1

I have a larger data frame in R that I am looking to do some calculations with by row name. The data frame shown partially below, contains 236 weather stations with each station displayed nine times because each station has nine separate forecast hours for each weather variable. The fact that that each hour is not listed in its own column is irrelevant as I am looking to add the snowfall together and average the wind and temperature. Thus, my final data frame will concatenate the data frame into 236 rows (one for each station) with a total snowfall, average wind speed, and average temperature.

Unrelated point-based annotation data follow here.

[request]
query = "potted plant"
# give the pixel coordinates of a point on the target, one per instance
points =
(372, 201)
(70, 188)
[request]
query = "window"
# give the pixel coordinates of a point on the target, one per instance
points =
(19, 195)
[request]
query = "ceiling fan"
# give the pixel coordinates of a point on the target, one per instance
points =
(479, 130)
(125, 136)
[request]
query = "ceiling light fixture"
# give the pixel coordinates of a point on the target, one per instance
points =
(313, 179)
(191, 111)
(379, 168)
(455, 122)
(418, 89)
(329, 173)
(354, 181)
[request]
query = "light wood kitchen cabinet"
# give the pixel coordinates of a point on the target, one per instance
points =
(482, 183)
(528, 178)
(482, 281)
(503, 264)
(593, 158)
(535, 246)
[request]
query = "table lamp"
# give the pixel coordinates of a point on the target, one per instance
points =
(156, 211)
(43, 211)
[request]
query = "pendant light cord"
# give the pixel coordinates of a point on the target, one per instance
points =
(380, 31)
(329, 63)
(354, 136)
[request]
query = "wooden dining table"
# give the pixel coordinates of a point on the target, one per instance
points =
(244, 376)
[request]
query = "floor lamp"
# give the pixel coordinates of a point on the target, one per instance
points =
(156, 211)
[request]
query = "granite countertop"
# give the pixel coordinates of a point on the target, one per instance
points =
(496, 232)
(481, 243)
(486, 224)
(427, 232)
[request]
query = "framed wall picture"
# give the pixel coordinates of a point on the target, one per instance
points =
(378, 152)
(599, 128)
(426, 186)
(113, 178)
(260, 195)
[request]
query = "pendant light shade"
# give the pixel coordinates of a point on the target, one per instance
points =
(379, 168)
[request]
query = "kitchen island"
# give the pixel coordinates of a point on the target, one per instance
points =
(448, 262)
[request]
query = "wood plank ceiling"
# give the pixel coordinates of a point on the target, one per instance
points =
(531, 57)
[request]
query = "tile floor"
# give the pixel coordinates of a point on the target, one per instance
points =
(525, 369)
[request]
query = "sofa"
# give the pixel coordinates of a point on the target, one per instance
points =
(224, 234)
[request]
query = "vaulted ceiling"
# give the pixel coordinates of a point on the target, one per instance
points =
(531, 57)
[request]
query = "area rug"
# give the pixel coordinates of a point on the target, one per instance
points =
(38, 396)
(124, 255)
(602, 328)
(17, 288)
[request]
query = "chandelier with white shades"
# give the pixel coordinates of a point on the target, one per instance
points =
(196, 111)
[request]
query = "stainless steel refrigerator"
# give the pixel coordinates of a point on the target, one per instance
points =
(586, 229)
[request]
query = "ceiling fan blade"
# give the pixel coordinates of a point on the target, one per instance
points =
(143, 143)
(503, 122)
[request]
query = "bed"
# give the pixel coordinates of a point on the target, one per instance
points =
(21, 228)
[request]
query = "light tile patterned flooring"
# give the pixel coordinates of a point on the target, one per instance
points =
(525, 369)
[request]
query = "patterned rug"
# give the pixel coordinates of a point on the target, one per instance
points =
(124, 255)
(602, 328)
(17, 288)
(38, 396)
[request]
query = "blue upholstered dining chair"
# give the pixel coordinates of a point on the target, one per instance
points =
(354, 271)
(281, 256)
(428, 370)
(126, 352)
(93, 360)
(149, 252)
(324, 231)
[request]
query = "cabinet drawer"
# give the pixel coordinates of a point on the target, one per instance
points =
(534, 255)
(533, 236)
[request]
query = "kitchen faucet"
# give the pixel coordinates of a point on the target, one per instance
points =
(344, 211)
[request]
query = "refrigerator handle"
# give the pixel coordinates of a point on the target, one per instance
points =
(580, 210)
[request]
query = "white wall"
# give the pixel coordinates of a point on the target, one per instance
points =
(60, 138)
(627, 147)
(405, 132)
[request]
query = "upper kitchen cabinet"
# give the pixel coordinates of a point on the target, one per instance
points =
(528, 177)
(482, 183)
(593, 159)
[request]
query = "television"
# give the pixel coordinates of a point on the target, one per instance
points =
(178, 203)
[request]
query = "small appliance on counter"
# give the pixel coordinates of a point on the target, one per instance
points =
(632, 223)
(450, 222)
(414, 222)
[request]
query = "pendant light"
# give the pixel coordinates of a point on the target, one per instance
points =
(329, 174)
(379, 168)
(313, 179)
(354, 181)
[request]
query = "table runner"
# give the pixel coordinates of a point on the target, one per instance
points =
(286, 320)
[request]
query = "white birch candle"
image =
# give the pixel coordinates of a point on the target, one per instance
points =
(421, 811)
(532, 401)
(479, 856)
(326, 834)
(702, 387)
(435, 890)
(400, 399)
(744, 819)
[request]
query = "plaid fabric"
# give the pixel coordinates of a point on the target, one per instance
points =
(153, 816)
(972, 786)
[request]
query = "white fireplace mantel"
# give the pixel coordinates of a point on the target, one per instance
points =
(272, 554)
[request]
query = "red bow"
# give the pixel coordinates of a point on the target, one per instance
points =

I have tried numerous functions within the apply family, and attempted this within the dplyr package, but it doesn't like row names. I'm also having trouble getting the data frame into an actual format (including R's proper data frame format) so that the row names and weather variables can have calculations done on them together. I listed the row names as a character, and cbind them to my original data frame as a matrix, but that doesn't work either.

Stuck here, any ideas?

Here is a small portion of my data frame (the copy paste functionality here won't let me keep it coherent looking so I added one station as best I could so the quotes aren't in the actual data) I do not have image rights yet. Thanks.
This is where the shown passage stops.